Friday, May 05, 2006

Exaggerating. Twisting.

Editor,

The problem with Rumsfeld is that he does not collaborate well with people who disagree with him. He is one of those tough-guys who insults you the first time he meets you, immediately grabbing for dominance by cornering you into a position of self-effacement.

He is also a guy who must always have a justification for whatever he has done, because he imposes what he does. What news it is that he engaged in an exchange with Ray McGovern, that he did not exclude him from the conversation, did not rely on his default tactic of intimidation. But in lieu of intimidation comes exaggeration, twisting, and grasping at straws, the same tactics he engages in whenever his dictates are questioned.

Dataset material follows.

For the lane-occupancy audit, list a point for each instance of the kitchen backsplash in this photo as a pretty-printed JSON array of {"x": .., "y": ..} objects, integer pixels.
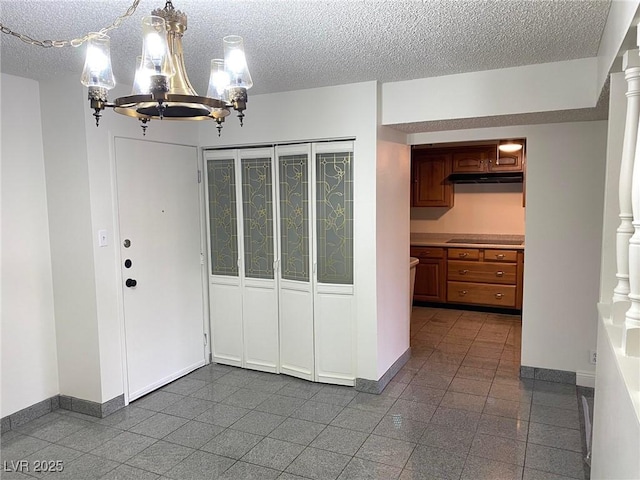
[{"x": 478, "y": 208}]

Anyone who has ever argued with a person who always has to be right recognizes how Rumsfeld changed the subject to what "the troops" believed, when what he believed was in question. This is twisting the truth. Then there is Zarqawi. Rumsfeld accused Saddam Hussein of collaborating with al Qaeda, as per a thoroughly discredited "meeting" in Prague. He did not argue for war on the basis of Zarqawi, but he exaggerated this guy's relevance in his exchange with Ray McGovern.

Exaggeration. Twisting. Are these lies? They are at least misleading, and they are intended to mislead.